By Kylie Madry and Rafael EscaleraMontoto
MEXICO CITY, April 24 (Reuters) - Mexico's Alfa expects its valuation to come in line with peers' after it spun off a number of units to focus on its food business Sigma, the firm's finance head said on Thursday.
Alfa had long complained of suffering a so-called "conglomerate discount," in which the group was valued at less than the sum of its units.
Over the past several years, it has spun off autoparts maker Nemak, telecommunications business Axtel and most recently petrochemical firm Alpek.
Shares in Alfa jumped nearly 14% during the firm's first-quarter earnings call before paring back gains to around 11% at 14.85 pesos ($0.7578) apiece. They've climbed some 26% so far this year.
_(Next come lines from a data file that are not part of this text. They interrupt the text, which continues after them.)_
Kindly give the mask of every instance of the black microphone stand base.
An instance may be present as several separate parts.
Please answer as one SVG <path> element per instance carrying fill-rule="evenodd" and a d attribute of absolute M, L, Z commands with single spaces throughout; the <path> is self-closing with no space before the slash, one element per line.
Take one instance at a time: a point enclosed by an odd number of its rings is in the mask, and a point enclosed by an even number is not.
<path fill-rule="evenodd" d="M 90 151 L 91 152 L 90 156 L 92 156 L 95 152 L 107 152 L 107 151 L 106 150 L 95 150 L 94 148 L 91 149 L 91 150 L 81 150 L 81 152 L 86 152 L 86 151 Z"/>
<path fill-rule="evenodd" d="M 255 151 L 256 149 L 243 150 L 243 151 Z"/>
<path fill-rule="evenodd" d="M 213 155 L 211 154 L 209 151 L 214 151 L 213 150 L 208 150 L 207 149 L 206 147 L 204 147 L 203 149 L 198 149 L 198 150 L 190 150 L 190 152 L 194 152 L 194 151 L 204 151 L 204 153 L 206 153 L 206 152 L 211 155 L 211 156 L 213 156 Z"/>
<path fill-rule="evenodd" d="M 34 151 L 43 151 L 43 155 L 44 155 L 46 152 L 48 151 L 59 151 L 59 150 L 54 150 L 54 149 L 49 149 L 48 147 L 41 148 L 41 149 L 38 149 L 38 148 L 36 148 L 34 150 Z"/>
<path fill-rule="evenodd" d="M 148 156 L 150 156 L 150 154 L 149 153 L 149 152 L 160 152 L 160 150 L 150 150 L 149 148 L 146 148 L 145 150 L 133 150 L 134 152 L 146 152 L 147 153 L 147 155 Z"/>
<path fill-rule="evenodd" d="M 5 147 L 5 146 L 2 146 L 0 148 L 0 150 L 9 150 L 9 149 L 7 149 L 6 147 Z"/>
"We expect this positive trend to continue," Alfa CFO Eduardo Escalante told analysts on the call, as the firm launches its Sigma-focused rebrand.
That will include adopting a Sigma-related name and trading ticker, Escalante added.
Scotiabank analysts wrote in a note that Alfa's shares still had room to climb 20% or so before reaching valuations in line with tortilla maker Gruma or bread maker Bimbo.
Alfa on Wednesday reported a first-quarter net profit which nearly tripled from the previous year, despite revenues dipping 5%.
In recent months, Sigma has faced some raw material cost pressures, the unit's finance chief added, leading to price increases.
Sigma Chief Financial Officer Roberto Olivares cited factors such as avian flu outbreaks in the Americas and Europe hitting turkey supply and U.S.-sourced beef becoming more expensive to import into Mexico due to the weakening of the peso currency.
Olivares added the impact of U.S. tariffs was limited for the firm, given nearly all of the finished products sold by Sigma in the U.S. were produced there.
Sigma has begun to diversify its sourcing to shift away from reliance on the U.S., he said, including buying poultry from Brazil and beef from Argentina.